Early-stage research from Texas Tech University Health Sciences Center suggests exposure to SARS-CoV-2 infection can result in long term changes to gene expression in human bronchial cells, which could be behind the many ‘long-haul’ COVID-19 cases now being observed.
Now we are more than a year into the pandemic there is a worrying trend of so called ‘long COVID’ cases where people are infected with the virus, but instead of recovering fully continue to have a range of symptoms including fatigue, low fever and cognitive dysfunction.
These cases don’t seem to be limited to people who experience severe COVID-19, but also occur in mild or even initially asymptomatic cases. Not everyone who is infected with SARS-CoV-2 develops long COVID—defined as ongoing symptoms for more than 2 months—and the exact nature of the condition and what causes it is still unclear.
To investigate this phenomenon, Nicholas Evans, a graduate student at Texas Tech University, and colleagues created a cell line model of COVID-19 to study genetic changes related to infection.
They used an air-liquid interface cell culture technique, where one side of the human primary bronchial epithelial cells is attached to media and the other side exposed to air, to simulate the inside of the lungs. The cells were exposed to recombinant spike protein from SARS-CoV-2 for several hours and then allowed time to ‘recover’ from the exposure for 48 hours.

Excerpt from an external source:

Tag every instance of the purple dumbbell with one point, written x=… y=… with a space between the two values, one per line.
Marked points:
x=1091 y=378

Evans and team then analyzed gene expression in the cells to evaluate the impact of exposure to the spike protein.
“We found that exposure to the SARS-CoV-2 spike protein alone was enough to change baseline gene expression in airway cells,” said Evans who is based in the laboratory of Sharilyn Almodovar, Ph.D., at the Texas Tech University Health Sciences Center.
“This suggests that symptoms seen in patients may initially result from the spike protein interacting with the cells directly.”
The researchers analyzed expression in genes with functions related to oxidative and osmotic stress, cell death, the inflammatory response, and DNA damage, among others. They found that expression of CCL2, IL1A, IL1B, and MMP9 showed up to two-fold changes in expression after recovery.
All of these genes play a role in inflammation. CCL2 levels are increased in neuroinflammatory disorders such as epilepsy and Alzheimer’s, as well as in some autoimmune diseases like psoriasis, whereas MMP9 is needed for wound healing and recovery from lung damage.
IL1A and IL1B are part of the interleukin family of cytokines and directly produce inflammation and promote fever, as well as playing a regulatory role in the greater immune response.
Evans presented the results at the virtual Experimental Biology conference this week. While this work is preclinical and needs further validation, it provides an interesting insight into gene expression changes that could be behind some of the symptoms seen in long COVID cases.
Writing in the conference abstract, the authors conclude: “Our preliminary results suggest that the SARS-CoV-2 spike protein is enough to change the baseline protein expression in primary human primary bronchial epithelial cells. After recovery, genes related to immune response retained changes in gene expression, and these may indicate relevant long-term effects in asymptomatic patients.”